While pantomime as we know it today is largely associated with being an English Christmas theatre tradition, its roots travel far further, to 16th Century theatre, particularly the Italian touring shows of the commedia dell’arte.
Commedia dell’arte companies toured Italy and later France presenting comedic productions that followed a consistent story line with familiar characters. From this tradition emerged characters like the Harlequin that later crossed over into English productions. As the productions evolved, so too did the staging. By the 17th Century sets were becoming more complex and more characters and theatricality added.
By the Victorian era, these productions had begun to be associated with the Christmas period and story lines were expanding to include productions of traditional fairy tales, predominantly aimed at a young audience. As the shows progressed, elements of music hall and burlesque began to creep in as well.
The modern pantomime continues the tradition of presenting a familiar collection of characters – many of whom would have been well known to 16th century audiences – the star crossed lovers, the over-protective father and the comic relief.
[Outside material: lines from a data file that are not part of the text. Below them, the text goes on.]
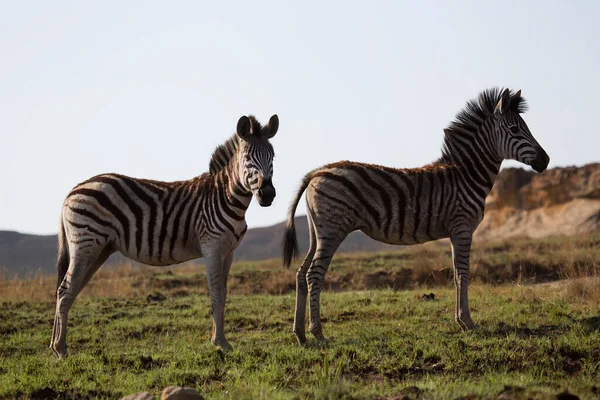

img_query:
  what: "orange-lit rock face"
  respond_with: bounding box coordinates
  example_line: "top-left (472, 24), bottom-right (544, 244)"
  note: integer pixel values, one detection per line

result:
top-left (475, 163), bottom-right (600, 239)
Today no pantomime would be complete without a Dame – a man dressed as a woman, playing an outrageously over-the-top character. Expect lavish “eye catching” costumes and wigs!
And those characters will often behave according to tradition. For example, the evil character will always enter the first time from Stage Left, and the good fairy from Stage Right – a hat tip to the days when the right side of the stage denoted heaven and the left side hell.
It’s Behind You!
Pantomime is also all about audience participation. Rather than sitting quietly in their seats, the audience is expected to boo the villain, cheer the hero, and warn the characters when bad things are about to happen. Characters will go out of their way to win the audience over to their side and gain their sympathy. The traditional call and response of “Oh no he didn’t! Oh yes he did!” are staples of most productions. There is no fourth wall in the pantomime world. A good pantomime cast will ensure that its audience is well and truly engaged in the goings on!
At its best, pantomime is about bringing light relief to the long winter months. It is a chance to be transported to another place - to laugh, groan and forget about the outside world for a while - something we all could do with right now!